Using Shopify Bulk Operations API to Validate Product SKUs

Question

I’m working on a project where I need to validate a list of SKUs (stored in a CSV file) against the SKUs present in my Shopify store. My goal is to determine which SKUs from the CSV file are present in the store and which ones are missing. Here's what I’ve done so far, the issue I’m running into, and the full script I’m using.

What I’m Trying to Achieve

Input: I have a CSV file (skus.csv) containing a list of SKUs to validate.
Goal:
- Fetch all SKUs from my Shopify store using the Bulk Operations API.
- Compare the store SKUs with the ones in the CSV file.
- Generate a report (sku_comparison_results.csv) showing which SKUs are present or missing.

The Issue

Despite the bulk operation completing successfully, all SKUs from my input CSV file are marked as "Missing," even though I manually verified that some of them exist in the store.

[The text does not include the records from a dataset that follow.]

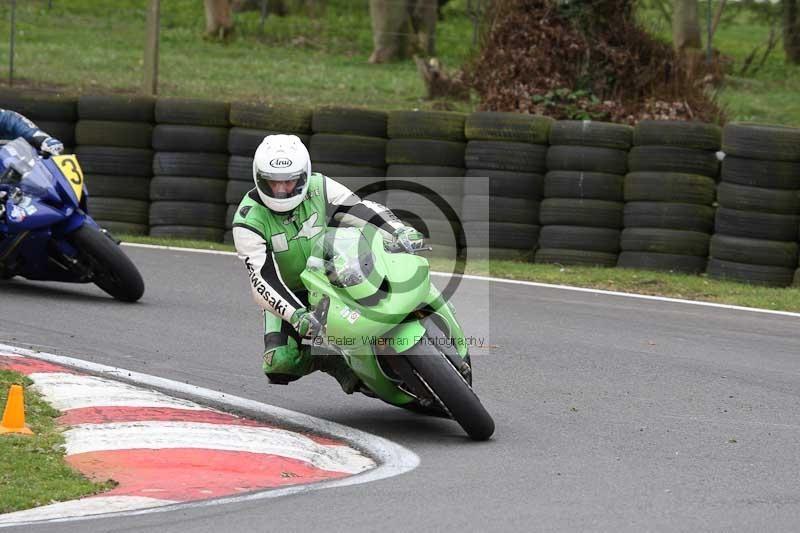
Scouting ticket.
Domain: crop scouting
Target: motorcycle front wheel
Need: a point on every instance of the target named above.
(450, 389)
(111, 269)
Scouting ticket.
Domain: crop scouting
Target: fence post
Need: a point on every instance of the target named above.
(150, 85)
(12, 39)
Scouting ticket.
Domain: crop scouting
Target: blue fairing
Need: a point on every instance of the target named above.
(48, 213)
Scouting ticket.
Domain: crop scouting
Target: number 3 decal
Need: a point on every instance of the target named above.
(69, 166)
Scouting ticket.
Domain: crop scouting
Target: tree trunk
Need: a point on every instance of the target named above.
(791, 30)
(686, 25)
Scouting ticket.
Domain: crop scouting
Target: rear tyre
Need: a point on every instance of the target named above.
(451, 389)
(112, 270)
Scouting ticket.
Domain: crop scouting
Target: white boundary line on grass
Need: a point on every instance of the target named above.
(392, 458)
(532, 284)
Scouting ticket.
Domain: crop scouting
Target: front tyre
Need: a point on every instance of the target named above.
(450, 389)
(111, 269)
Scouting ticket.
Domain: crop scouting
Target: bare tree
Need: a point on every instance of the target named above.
(685, 25)
(791, 30)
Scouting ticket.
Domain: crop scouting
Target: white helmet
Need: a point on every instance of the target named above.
(281, 158)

I suspect one of the following could be causing the issue:

Data Fetching: My query might not be correctly fetching all SKUs from the store. For example, unpublished products, empty SKUs, or paginated results might be missed.
Comparison Logic: There could be issues with whitespace, case sensitivity, or formatting when comparing SKUs from the two files.

My Full Script

Step 1: Fetch SKUs from Shopify

import requests
import time
import pandas as pd

SHOPIFY_STORE_DOMAIN = "your-store.myshopify.com"
ACCESS_TOKEN = "your-access-token"

API_URL = f"https://{SHOPIFY_STORE_DOMAIN}/admin/api/2023-01/graphql.json"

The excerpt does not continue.